Lyn – maybe next year!
“We were leafleted on the way in by a group who wanted the RSPB to support ALL green energy schemes”.
Whether this is a good idea depends on the definition of ‘green energy’. Not all schemes that present themselves as green necessarily are – e.g. many biomass projects, wind-farms in wrong places etc. I hope that the RSPB will only support those where the evidence indicates a genuine net environmental benefit.
Thanks for this Lyn, great information for those who couldn’t be there. Interesting to hear that the RSPB may be doing more to promote lowering your intake of animal protein and thereby ecological footprints, but they missed out on the lowest hanging fruit of all – cutting food waste.
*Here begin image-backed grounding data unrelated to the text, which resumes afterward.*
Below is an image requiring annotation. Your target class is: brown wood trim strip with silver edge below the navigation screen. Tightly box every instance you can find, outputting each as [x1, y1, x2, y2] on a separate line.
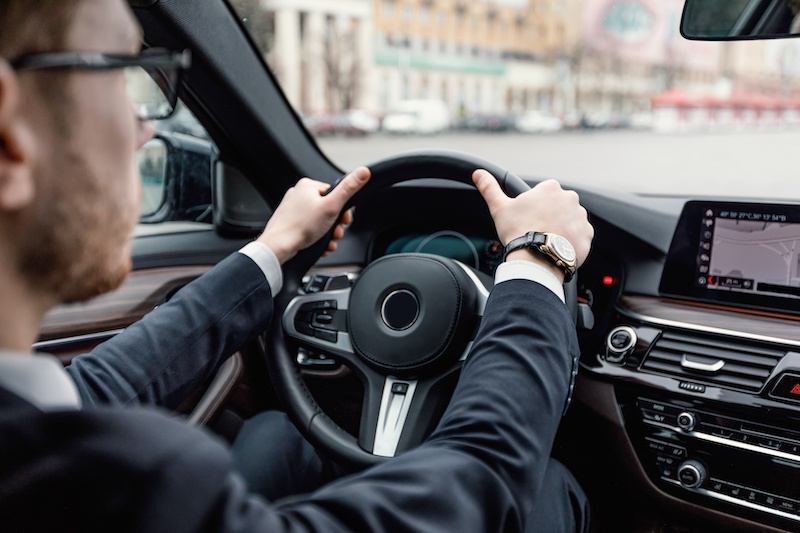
[619, 296, 800, 342]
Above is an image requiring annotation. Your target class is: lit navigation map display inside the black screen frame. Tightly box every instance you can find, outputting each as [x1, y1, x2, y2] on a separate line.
[695, 209, 800, 299]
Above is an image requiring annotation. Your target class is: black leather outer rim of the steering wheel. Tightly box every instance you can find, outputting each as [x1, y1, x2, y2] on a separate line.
[265, 150, 577, 469]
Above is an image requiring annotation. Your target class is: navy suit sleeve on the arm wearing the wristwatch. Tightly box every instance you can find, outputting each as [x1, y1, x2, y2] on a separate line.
[206, 280, 578, 533]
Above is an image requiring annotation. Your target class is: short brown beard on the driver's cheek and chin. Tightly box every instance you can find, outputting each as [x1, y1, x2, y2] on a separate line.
[19, 141, 140, 303]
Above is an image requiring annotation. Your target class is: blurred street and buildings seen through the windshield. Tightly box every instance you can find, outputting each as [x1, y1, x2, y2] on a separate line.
[230, 0, 800, 200]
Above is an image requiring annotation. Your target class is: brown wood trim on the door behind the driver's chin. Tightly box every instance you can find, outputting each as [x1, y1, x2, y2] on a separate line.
[39, 266, 211, 342]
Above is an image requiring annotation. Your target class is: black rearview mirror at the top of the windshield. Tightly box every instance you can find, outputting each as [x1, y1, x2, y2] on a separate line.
[681, 0, 800, 41]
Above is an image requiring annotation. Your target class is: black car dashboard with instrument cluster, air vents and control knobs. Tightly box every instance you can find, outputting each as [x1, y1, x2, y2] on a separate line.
[304, 181, 800, 531]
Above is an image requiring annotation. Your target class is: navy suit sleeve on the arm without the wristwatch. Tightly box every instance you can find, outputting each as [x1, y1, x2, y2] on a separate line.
[67, 253, 272, 409]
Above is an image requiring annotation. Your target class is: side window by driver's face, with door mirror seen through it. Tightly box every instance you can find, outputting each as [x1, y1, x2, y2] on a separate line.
[138, 102, 217, 224]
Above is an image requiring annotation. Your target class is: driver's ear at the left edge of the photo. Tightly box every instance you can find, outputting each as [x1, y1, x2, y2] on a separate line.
[0, 57, 35, 211]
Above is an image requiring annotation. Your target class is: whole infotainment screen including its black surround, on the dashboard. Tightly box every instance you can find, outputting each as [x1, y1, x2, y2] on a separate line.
[660, 201, 800, 314]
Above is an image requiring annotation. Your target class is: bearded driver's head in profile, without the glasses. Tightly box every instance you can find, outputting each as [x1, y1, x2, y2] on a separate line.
[0, 0, 152, 304]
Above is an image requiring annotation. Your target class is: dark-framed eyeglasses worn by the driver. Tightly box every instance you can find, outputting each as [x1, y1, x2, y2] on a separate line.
[11, 48, 192, 120]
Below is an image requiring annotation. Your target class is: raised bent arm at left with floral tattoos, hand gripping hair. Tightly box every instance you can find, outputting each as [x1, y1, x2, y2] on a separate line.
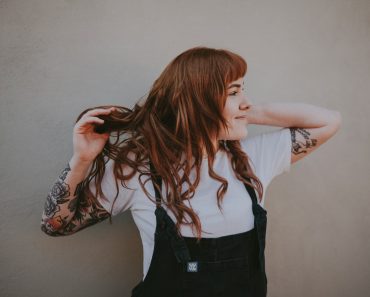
[41, 108, 114, 236]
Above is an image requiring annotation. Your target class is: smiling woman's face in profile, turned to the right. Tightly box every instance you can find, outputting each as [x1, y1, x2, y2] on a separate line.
[218, 77, 251, 140]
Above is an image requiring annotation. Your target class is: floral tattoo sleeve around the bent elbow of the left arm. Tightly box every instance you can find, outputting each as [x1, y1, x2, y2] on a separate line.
[41, 164, 109, 236]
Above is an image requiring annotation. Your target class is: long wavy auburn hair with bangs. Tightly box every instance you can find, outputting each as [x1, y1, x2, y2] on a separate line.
[76, 47, 263, 239]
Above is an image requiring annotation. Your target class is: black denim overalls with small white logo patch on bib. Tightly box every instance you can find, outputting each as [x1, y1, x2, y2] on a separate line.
[132, 164, 267, 297]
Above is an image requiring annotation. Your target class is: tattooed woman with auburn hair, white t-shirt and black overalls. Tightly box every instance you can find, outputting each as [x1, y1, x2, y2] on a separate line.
[41, 47, 341, 297]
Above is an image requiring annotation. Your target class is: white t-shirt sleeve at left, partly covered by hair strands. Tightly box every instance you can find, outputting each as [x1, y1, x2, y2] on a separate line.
[89, 159, 135, 216]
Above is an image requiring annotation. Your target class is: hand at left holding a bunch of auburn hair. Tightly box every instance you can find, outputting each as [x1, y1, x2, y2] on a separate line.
[73, 107, 115, 162]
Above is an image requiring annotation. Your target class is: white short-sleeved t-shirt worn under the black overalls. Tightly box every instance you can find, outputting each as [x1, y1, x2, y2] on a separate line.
[90, 128, 291, 277]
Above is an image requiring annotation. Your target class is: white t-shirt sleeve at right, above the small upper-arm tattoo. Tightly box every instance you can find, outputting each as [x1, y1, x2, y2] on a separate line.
[241, 128, 292, 186]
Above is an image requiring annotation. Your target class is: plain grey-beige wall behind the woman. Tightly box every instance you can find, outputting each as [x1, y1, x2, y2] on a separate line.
[0, 0, 370, 297]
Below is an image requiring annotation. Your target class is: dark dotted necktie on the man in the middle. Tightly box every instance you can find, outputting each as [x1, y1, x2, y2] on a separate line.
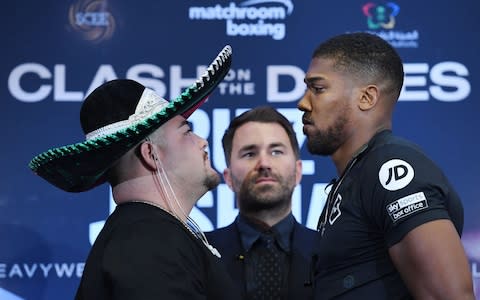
[253, 235, 282, 300]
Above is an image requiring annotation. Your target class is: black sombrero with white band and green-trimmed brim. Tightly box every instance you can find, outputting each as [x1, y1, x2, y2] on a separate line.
[29, 45, 232, 192]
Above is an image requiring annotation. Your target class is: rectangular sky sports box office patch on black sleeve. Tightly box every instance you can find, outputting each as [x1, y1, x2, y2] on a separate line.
[386, 192, 428, 223]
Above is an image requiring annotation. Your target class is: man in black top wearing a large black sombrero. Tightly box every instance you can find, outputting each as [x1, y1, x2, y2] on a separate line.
[29, 46, 237, 300]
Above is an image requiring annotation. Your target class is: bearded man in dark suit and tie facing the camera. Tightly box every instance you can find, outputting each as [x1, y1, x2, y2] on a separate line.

The NFU’s attack on Tesco for having an advert on vegetarian sausages was pretty pathetic and desperate, but how would they have mounted any form of attack about tackling food waste? Its arguments for keeping the status quo and against any significant rewilding because of food security look rather silly when you consider a third of our food gets binned. I have pointed this out to the RSPB strongly but reasonably I thought, it just needs to put food waste facts to the fore of any debate about agriculture and conservation. Maybe I can look at making a formal proposal for this at the next AGM?
Also interesting to see that as things stand currently the RSPB may have saturation membership, quite remarkable a primarily bird conservation charity has one of over a million members in the first place! With a more active stance against the over the top aspects of game shooting (quite a few to chose from!) who knows membership may start climbing again. However, it’s beginning to feel the RSPB needs to start running just to stay where it’s currently at, it can’t stay still.